Forgiveness is a Work in Progress
Forgiveness is not a magic wand that you wave around to get instant results. Everything I talk about here I’m in the process of examining every week. Some events I deal with better than the rest. It’s important to get into this mindset first: small baby steps to a better you every week. Learning to relive the moment objectively (& eventually to live in the moment objectively) is an ongoing practice. Eventually you ackowledge those things that were not under your control, situations there were, and where you could improve, and learn to understand the difference.
Forgiveness is Unconditional
Probably the hardest lesson for me to learn was that forgiving yourself has to be unconditional. It’s not: “I promise never to do this again” (because you will), or “I had <x> mitigating conditions, I probably would never have done this if that had not been the case”. Either way, you are probably wrong: it will happen again, and probably you’ll do worse. Your forgiveness should be rooted in a mind free from conditions and if clauses: it’s acknowledging that a mistake happened, you have thought upon it, and there is repentance, that’s all there is to it.
Forgiveness is a Pledge to Keep Trying
How many times have you fallen off the wagon? How many times will you decide to go the gym and then change plans? How many times have you had a drink too many? Or become too impatient with friends and family? I think the human condition is that we’ll always keep making mistakes. What’s important is to forgive, and keep trying to be better. It’s easy to mistake this for giving up altogether, in fact it’s the opposite: no matter how many times you forget the gym, or go back to an indisciplined life, you know you will one day be better because you’ll try again.
Forgiveness is Gratitude
Part of forgiving yourself is also learning to acknowledge the duality in every situation. Even the worst incidents have joy. The act of finding nuggets of things you can be grateful for is very empowering. While forgiveness can find you a new path to move forward, gratitude leads the way. Maintaing a gratitude journal is a very powerful tool if you are currently struggling.
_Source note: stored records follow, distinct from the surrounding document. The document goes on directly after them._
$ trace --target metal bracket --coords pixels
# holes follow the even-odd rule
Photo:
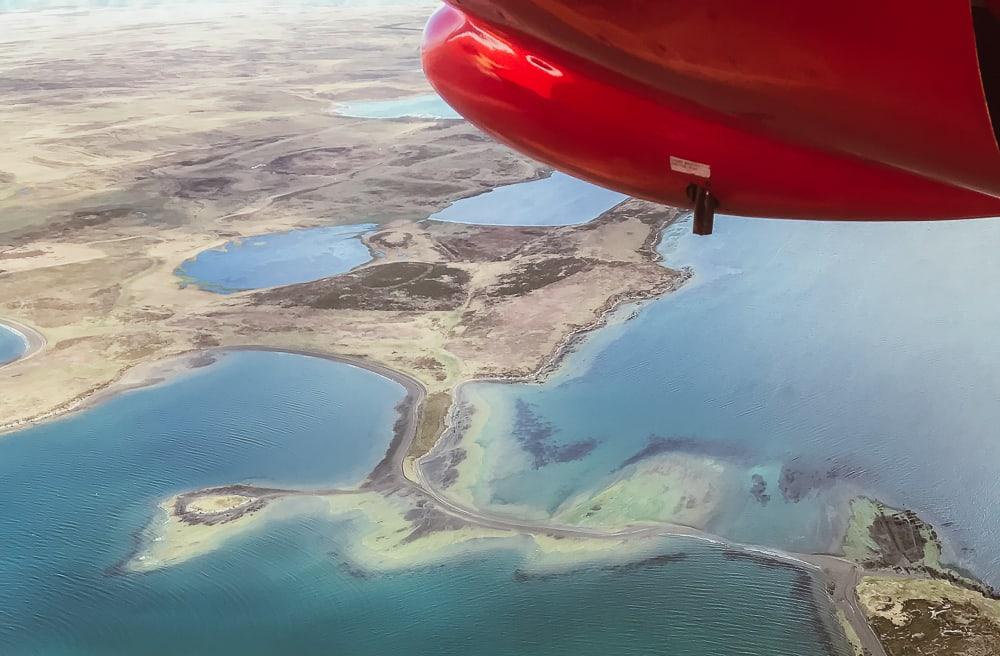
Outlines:
[[[687,196],[694,203],[693,232],[696,235],[710,235],[715,225],[715,210],[719,201],[707,187],[694,184],[688,185]]]

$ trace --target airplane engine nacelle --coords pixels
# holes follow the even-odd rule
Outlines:
[[[934,71],[897,68],[885,79],[892,62],[875,61],[873,81],[857,72],[864,70],[857,60],[871,56],[866,39],[886,29],[868,26],[872,14],[909,7],[895,29],[920,34],[913,14],[923,4],[863,3],[863,12],[841,20],[860,26],[854,32],[828,16],[800,33],[801,14],[816,3],[452,3],[462,10],[442,8],[425,31],[431,83],[500,141],[578,177],[682,207],[693,206],[696,190],[710,190],[720,210],[747,216],[1000,215],[990,64],[979,63],[996,51],[981,47],[977,55],[968,6],[964,15],[948,13],[950,23],[937,17],[937,40],[922,44],[947,49],[948,25],[969,39],[939,56],[949,76],[942,89],[925,84],[917,105],[905,88],[937,83]],[[831,3],[828,13],[852,4],[862,7]],[[934,13],[956,3],[926,4]],[[993,19],[985,5],[976,11]],[[916,64],[926,63],[921,57]]]

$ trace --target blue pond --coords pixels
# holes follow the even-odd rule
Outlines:
[[[436,93],[390,100],[339,103],[334,107],[334,112],[353,118],[462,118]]]
[[[350,271],[371,260],[360,236],[373,224],[306,228],[246,237],[203,251],[177,274],[206,291],[231,294]]]
[[[694,268],[680,292],[593,336],[547,384],[468,388],[490,408],[477,502],[549,514],[673,445],[733,472],[711,530],[825,549],[861,490],[922,514],[954,559],[1000,583],[1000,221],[689,229],[662,247]],[[548,427],[553,449],[596,447],[535,468],[526,424]],[[800,496],[783,498],[786,469],[811,481]]]
[[[697,543],[564,575],[519,575],[508,548],[359,577],[341,560],[348,523],[305,512],[173,568],[109,571],[165,495],[356,483],[402,395],[343,364],[237,352],[0,440],[0,653],[846,653],[809,575]]]
[[[18,359],[27,350],[28,344],[20,333],[0,324],[0,364]]]
[[[593,221],[627,198],[555,172],[547,178],[497,187],[462,199],[430,218],[478,225],[576,225]]]

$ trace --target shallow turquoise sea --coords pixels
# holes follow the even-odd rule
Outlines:
[[[24,338],[13,330],[0,326],[0,364],[18,359],[26,348]]]
[[[0,653],[844,653],[807,574],[698,543],[562,575],[523,572],[509,547],[363,575],[344,564],[348,523],[307,509],[174,568],[116,571],[165,495],[356,483],[402,396],[347,365],[237,352],[0,439]]]
[[[917,511],[1000,583],[1000,220],[688,230],[662,246],[693,267],[681,291],[594,335],[544,385],[470,387],[491,409],[479,503],[546,514],[658,445],[736,472],[713,531],[822,549],[862,491]],[[536,468],[524,445],[539,427],[550,449],[595,447]],[[781,492],[783,469],[800,496]]]

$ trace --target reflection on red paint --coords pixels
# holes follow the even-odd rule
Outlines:
[[[597,4],[580,3],[574,10]],[[746,120],[454,8],[442,8],[428,23],[424,67],[449,104],[499,140],[635,196],[690,206],[686,189],[695,182],[711,188],[720,211],[751,216],[1000,214],[994,195],[855,152],[750,129]],[[671,161],[699,166],[696,171]],[[699,177],[706,171],[710,177]]]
Well, that’s it. I realise this post is probably a bit more sappy than you expected from me, but it’s part of a growing realisation that topics surrounding mental health have very little exposure in the engineering world. We’re far too analytical and right brained, and our left brain selves are left starving. And to compound to this, Indians still have a stigma in talking about mental health.
This post is mostly due to conversations over the weekend that I had with Prema and Sanjay, two dear friends and probably the liveliest couple I know. If you are in trouble and need help, ping Prema, she has my personal recommendation.